Midway through the conference, I decide to move a little closer to Roma. In reality, I knock my head against some drywall while I'm trying to turn.
The sound of invisible keyboards fills the air
One of the central elements of AltspaceVR is its in-world web browser, where people can run simple apps or pull up YouTube videos. Another is the positional audio that lets noise fade as you walk across a virtual room. Romo promises that both these elements have been preserved, although the rooms themselves have been stripped down to the simplest possible geometry. "The water that I see out there is slightly different than the water that you see," he explains. "Social interaction is more important, we think, than the environment you're in." The water I see is a flat slab that shifts to give the illusion of movement.
As Romo continues, his arms begin to dance at angles that no human body has ever achieved. They coil above his head like a science fiction hairpiece. The motion tracker has gotten confused.
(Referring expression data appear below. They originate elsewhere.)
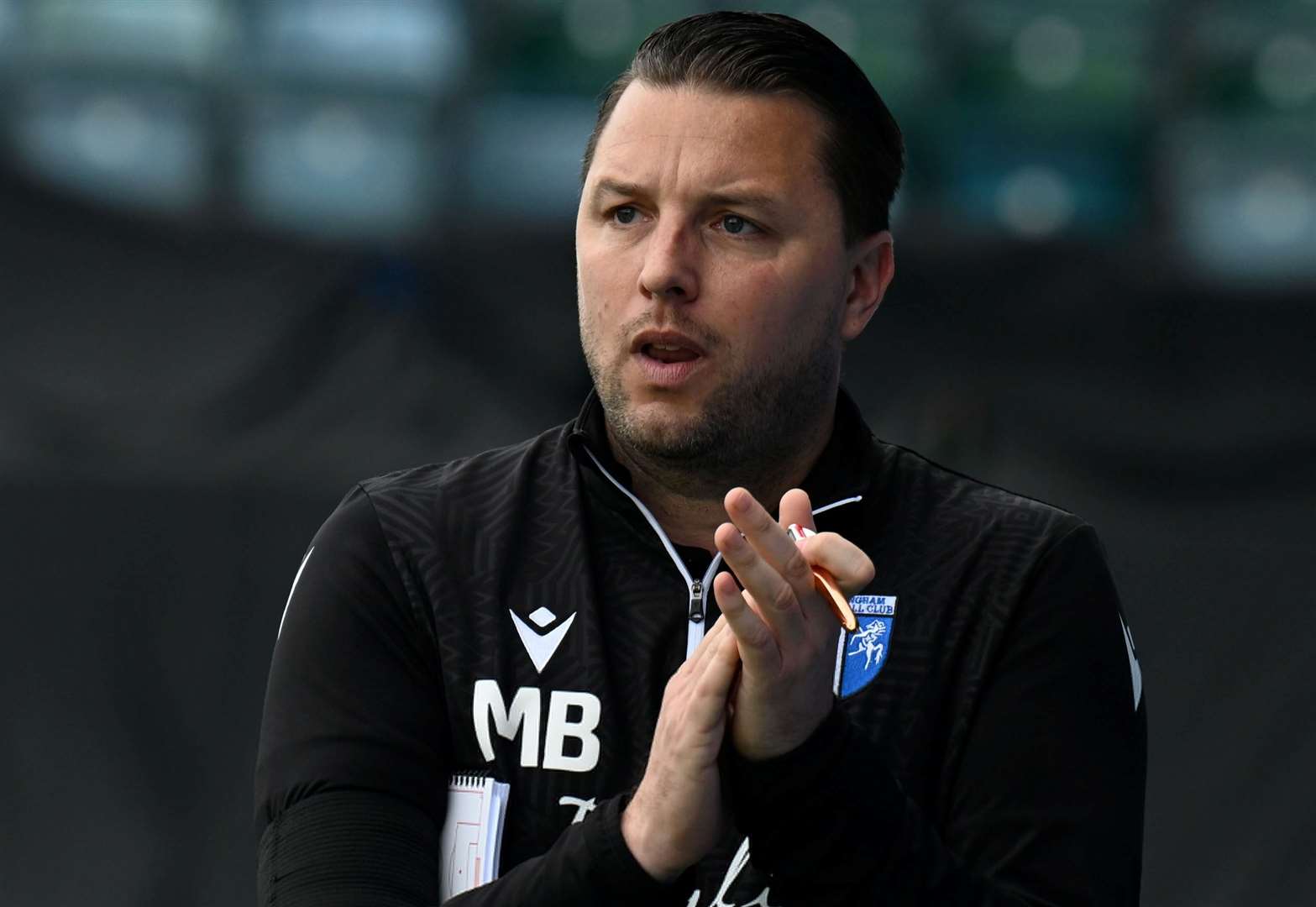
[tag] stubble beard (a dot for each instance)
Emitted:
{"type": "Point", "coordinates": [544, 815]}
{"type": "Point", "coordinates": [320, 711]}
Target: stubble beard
{"type": "Point", "coordinates": [750, 428]}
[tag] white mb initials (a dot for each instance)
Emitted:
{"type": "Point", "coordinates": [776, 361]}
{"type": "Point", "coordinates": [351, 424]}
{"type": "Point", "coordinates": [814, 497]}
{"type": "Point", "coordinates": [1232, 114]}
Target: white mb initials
{"type": "Point", "coordinates": [570, 742]}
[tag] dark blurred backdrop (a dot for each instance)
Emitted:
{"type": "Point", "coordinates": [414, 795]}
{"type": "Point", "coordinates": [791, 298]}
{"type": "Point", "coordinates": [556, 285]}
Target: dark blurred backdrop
{"type": "Point", "coordinates": [254, 252]}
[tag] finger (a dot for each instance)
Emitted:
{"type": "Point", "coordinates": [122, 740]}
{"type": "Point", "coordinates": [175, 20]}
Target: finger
{"type": "Point", "coordinates": [754, 642]}
{"type": "Point", "coordinates": [773, 545]}
{"type": "Point", "coordinates": [852, 569]}
{"type": "Point", "coordinates": [714, 686]}
{"type": "Point", "coordinates": [795, 507]}
{"type": "Point", "coordinates": [705, 647]}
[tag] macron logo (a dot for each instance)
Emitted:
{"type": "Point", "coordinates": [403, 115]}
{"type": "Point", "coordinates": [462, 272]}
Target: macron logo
{"type": "Point", "coordinates": [538, 645]}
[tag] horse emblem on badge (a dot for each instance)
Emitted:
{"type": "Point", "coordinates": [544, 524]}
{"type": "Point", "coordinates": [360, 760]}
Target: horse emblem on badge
{"type": "Point", "coordinates": [862, 652]}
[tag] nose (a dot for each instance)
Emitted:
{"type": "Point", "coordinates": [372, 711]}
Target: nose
{"type": "Point", "coordinates": [670, 267]}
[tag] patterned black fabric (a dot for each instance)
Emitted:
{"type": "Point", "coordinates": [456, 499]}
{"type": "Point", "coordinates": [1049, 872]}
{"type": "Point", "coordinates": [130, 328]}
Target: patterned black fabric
{"type": "Point", "coordinates": [998, 756]}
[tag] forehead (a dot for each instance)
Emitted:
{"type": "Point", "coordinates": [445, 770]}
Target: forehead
{"type": "Point", "coordinates": [710, 137]}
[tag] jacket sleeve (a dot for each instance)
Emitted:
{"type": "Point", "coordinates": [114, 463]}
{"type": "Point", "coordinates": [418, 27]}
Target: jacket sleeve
{"type": "Point", "coordinates": [1046, 806]}
{"type": "Point", "coordinates": [352, 768]}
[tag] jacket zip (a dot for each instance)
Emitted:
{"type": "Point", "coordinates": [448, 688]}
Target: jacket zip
{"type": "Point", "coordinates": [698, 587]}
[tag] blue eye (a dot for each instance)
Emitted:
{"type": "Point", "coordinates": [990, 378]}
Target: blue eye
{"type": "Point", "coordinates": [737, 225]}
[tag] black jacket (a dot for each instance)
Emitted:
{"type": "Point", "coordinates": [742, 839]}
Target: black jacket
{"type": "Point", "coordinates": [516, 612]}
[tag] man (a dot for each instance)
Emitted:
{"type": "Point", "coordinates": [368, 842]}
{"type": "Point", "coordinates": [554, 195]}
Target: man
{"type": "Point", "coordinates": [540, 612]}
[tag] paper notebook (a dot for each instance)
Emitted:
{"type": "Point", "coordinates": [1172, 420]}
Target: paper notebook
{"type": "Point", "coordinates": [471, 839]}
He shakes them back into place and continues.
Right now, mobile VR works within a set of hard constraints. The Gear VR drains smartphone batteries quickly, and it can't offer motion or positional tracking. Kinect glitches notwithstanding, natural body language is one of the most valuable things that AltspaceVR has to offer — it's what truly sets it apart from a virtual playground like Second Life, where every action and expression is a discrete command. Unfortunately, there's no simple way for the Gear VR to capture this. On the other hand, installing a Gear VR app is far more user-friendly than getting an Oculus Rift development kit to work consistently. It's more likely to draw in people who are curious but not already dedicated to the platform.
AltspaceVR is making peace with an unrealistic virtual reality
Productive "virtual business" usually takes place over chat or email sessions, for good reason. But technology launch events aren't information sessions; all the details go out in a press release almost immediately. They're supposed to offer an experience that's worth writing about, a sense of the people behind the company. Virtual reality, which remains purely visual, probably isn't much better than watching the live stream of a glitzy company keynote. But it's a boon to companies like Altspace, which would normally forgo an event altogether.
When Romo's done talking, we journalists all crowd in for a question and answer session. The end result isn't functionally different than typing questions on a live stream chat. But it genuinely feels more intimate and informal, like walking up to the stage after a speech. After he's gone, a few people stick around, teleporting around the waterfall and virtual shrubbery. Four of us accidentally jump to the same square, briefly merging into a piece of glitch art. Elsewhere, an avatar's head has disappeared.
But when I start talking to another writer, his robotic body shifts in a way that's strikingly human. I can read the little signals that show someone is paying attention, not just faking from behind a screen. Talking to empty space has rarely felt so comfortable. For all the talk about VR's ability to transport you anywhere on Earth, there's barely any connection with our physical world here — something AltspaceVR seems to have made peace with, in the short term. But in its own way, it's still very real.